O aperitivo musical que serviu para apresentar o festival com “dois dos maiores improvisadores do país”, nas palavras do director, permitiu também discutir o papel da improvisação e a sua influência na criação com os dois compositores. “A capacidade de improvisar vem com a prática. É preciso ganhar alguma destreza mental e física para conseguir materializar no momento as ideias musicais que se têm”, afirmou Mário Laginha. “Temos ambos formação clássica, mas eu diria que o António é mais abrangente porque ele consegue improvisar a partir de Beethoven!”, prosseguiu o compositor e pianista, para logo o maestro retorquir: "Só se Beethoven não estiver presente e porque ele é surdo.”
No improviso do São Carlos, houve, porém, um truque sugerido por Laginha: ambos começaram a tocar só com uma mão. “Não houve mais nada. O improviso pode ter estrutura, mas neste caso não tinha.”
“Tocar com uma mão levou-nos imediatamente a uma forma ‘contrapontística’, de repetir o tema, quase como um fugato, quase como uma paródia de fuga”, comentou Victorino d’Almeida. “Na improvisação quem pensa são os dedos.” No final, também andou por lá o vira do folclore português, uma memória de um encontro entre os dois no Minho.

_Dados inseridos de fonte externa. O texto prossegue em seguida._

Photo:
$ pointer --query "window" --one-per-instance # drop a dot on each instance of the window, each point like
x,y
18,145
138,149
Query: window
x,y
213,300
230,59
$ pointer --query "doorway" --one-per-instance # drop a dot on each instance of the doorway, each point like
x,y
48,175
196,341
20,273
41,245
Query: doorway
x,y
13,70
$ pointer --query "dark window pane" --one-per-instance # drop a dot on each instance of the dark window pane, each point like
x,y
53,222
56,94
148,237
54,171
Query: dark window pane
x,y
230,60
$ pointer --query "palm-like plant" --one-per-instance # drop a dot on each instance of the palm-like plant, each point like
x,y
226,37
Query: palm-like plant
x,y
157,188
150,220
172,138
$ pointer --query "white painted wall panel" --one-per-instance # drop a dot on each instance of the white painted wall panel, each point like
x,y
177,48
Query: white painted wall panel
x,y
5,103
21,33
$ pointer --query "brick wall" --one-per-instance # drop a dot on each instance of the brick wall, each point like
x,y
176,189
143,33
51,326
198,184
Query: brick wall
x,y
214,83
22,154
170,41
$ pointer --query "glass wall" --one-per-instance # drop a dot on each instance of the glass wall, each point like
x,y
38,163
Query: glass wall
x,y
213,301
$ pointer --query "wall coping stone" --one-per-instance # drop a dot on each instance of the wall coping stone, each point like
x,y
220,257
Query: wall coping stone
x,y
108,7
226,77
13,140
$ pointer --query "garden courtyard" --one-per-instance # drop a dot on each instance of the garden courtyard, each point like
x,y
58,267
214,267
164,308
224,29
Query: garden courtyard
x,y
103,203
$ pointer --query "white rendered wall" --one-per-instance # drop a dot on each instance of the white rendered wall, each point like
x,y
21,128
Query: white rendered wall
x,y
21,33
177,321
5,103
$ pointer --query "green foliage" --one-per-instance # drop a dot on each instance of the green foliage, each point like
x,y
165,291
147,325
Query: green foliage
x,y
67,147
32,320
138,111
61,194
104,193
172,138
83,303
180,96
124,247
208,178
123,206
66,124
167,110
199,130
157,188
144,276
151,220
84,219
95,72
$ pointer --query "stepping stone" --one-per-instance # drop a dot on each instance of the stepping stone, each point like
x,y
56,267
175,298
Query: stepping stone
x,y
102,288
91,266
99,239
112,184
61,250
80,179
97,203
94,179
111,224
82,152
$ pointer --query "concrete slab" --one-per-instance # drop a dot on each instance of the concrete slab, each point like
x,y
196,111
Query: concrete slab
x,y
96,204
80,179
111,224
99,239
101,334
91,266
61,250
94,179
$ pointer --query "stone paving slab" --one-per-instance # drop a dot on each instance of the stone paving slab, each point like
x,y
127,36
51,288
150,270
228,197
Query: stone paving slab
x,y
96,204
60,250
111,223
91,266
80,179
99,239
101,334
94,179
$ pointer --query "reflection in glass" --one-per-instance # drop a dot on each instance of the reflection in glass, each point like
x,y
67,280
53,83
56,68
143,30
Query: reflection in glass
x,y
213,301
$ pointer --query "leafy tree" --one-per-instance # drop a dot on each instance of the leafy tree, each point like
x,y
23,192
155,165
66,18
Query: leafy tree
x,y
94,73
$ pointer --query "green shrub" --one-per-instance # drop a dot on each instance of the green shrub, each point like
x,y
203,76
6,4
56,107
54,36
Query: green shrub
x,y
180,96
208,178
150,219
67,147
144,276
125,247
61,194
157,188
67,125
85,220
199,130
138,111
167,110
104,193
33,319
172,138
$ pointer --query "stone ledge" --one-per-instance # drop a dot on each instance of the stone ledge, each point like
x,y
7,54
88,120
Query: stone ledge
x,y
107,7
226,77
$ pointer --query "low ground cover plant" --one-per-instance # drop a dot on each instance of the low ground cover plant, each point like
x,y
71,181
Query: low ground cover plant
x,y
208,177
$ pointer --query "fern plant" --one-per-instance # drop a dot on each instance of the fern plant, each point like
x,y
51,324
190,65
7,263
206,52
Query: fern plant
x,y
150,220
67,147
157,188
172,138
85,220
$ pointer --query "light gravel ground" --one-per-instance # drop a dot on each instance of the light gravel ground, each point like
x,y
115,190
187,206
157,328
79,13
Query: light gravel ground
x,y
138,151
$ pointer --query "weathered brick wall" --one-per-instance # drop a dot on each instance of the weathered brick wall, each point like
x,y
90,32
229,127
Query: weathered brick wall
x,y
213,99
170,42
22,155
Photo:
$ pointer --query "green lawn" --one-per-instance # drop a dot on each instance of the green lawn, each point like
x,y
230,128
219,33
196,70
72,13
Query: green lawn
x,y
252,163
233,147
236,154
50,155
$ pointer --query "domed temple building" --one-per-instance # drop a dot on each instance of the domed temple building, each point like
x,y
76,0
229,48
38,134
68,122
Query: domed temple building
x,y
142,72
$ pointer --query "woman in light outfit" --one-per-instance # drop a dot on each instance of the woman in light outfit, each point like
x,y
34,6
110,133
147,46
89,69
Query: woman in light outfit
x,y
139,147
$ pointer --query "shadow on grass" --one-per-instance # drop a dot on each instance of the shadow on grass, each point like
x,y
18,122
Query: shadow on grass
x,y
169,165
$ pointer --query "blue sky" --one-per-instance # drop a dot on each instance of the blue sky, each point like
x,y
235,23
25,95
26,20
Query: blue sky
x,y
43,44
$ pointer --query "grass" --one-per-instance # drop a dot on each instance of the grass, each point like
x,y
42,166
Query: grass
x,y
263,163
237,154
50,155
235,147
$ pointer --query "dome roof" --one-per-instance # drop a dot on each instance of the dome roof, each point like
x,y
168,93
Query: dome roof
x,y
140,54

Para Laginha, a improvisação é sinónimo de uma liberdade que pode trazer surpresas. “Às vezes no acto de compor ando às voltas e a improvisação permite dizer: ‘Gosto disto, vou repetir.’”
Os dois compositores residentes presentes esta manhã no São Carlos ainda não se encontraram com os seus jovens mentorandos, que têm sido bastante autónomos. “[Isto] não é um curso de composição, nem estamos a ensinar nada”, afirmou Victorino d’Almeida. “O Francisco Fontes está a estudar em Londres e disse que tem ouvido muito a minha música, mas só vamos ver-nos fisicamente em Novembro”, contou Laginha. "O que vem aí, não faço ideia.”